We’ve been hearing about artificial intelligence (AI) for a long time. You know, it’s that part of computer science where the computer learns and then teaches itself so that it’s always getting better information and making better decisions. We’ve all seen the horror stories. Either we all become floating puffs that do nothing, like in the Disney movie Wall-E, or the machines take over and decide we’re not necessary. Neither one is really a desirable outcome.
The reality of AI has looked a bit different than the dystopian nightmares of the movies. The personal assistant feature on your cell phone is an example. They “learn” from your repeated patterns and online habits. However, they don’t go out searching for larger and larger amounts of information on their own. They learn from what we give them. So, we limit the parameters of their learning and we stay safe, right?
Welllllll, not exactly.
You see, this brilliant person at McCann’s Japan office (McCann is a massively large ad agency), Shun Matsuzaka, created an AI bot that took massive amounts of advertising data, including response and expectation information and demographic data, and created a commercial. The commercial was for Clorets gum, emphasizing the 10-second burst of fresh breath one gets when first popping the gum. The commercial was compared to one for the same product created by humans. In an online poll, the human ad barely beat the AI ad by a narrow margin. When graded by ad executives, though. the AI ad won. Easily.
A robot not only did my job, it did all the jobs of an entire creative team, short of actually producing the commercial (real people had to get involved somewhere).
Okay, breathing deeply here, trying to not panic. The AI bot really only did data analysis and spit out a solution that then had to be fulfilled by humans who almost certainly made adjustments along the way. That’s not the same as actually taking a Creative Director’s job, except for the part where they … uhm, … well …
Yeah, this is fucking scary.
I didn’t mind AI too much when it was doing things like making dinner reservations and reminding me to pick up my laundry. I didn’t have anyone doing that for me before, so it was a help, not a hindrance.
AI taking over unskilled factory jobs hasn’t bothered me that much. We’ve seen it coming long enough to prepare for it, to help people in unskilled positions begin developing the skills they need to get better jobs that AI won’t fill until they’re dead, or at least retired.
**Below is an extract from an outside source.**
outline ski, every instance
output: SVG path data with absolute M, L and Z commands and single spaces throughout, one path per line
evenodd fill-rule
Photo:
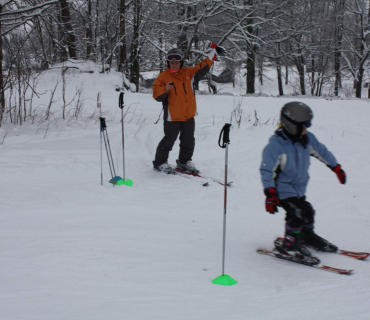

But I’m growing increasingly concerned here. According to Forrester research, by 2025 AI robots of various forms will replace seven percent of the jobs that currently exist. Now, that number is misleading. That’s seven percent total job loss. What they’re slower to tell us is that sixteen percent of jobs, especially administrative and office support positions, will be gone. We’re supposed to be happy that nine percent of those jobs lost are replaced with other jobs, such as robot monitoring professionals, data scientists, automation specialists, and content curators. That seven percent is just the net loss.
That study was released last year, though, before Mr. Matsuzaka’s creative bot. This totally changed the equation. Creative services employee millions of people in almost every form of business in the world. If bots can take all those jobs, that number jumps much higher than seven percent.
Adding to the problem is the fact that other areas, such as engineering and construction, finance and service management, and logistics and distribution are all looking at ways AI can streamline their processes and complete them faster and more efficiently than do humans.
If there is any reprieve, it lies in the fact that there is a shortage of AI developers. For now. The biggest shortage at the moment in is the automotive sector, which is really trying to get something safe and driverless on the market ASAP. They’re spending millions of dollars on the bsst AI experts. If you’re looking for a career field, children, that’s the leader at the moment.
But where there is demand, there is always a market ready to fill it. If immigration becomes a problem, which is possible, companies will simply move AI development to where the talent is. The shortage won’t last for long.
Just this morning, after I thought I had this article finished, brokerage firm Charles Schwab announced they will begin using a hybrid robo-human method of dispensing investment advice. The human is just there primarily to keep investors from getting the heebie-jeebies working with an automated system. Those high-priced brokers could soon be without jobs.
Artificial Intelligence is coming for my job. For your job. For all our jobs. The bot at McCann’s? It’s going to try composing music next.
I can’t help but wonder if one day we all might forget how to think for ourselves at all.
With any luck, I’ll be dead by then.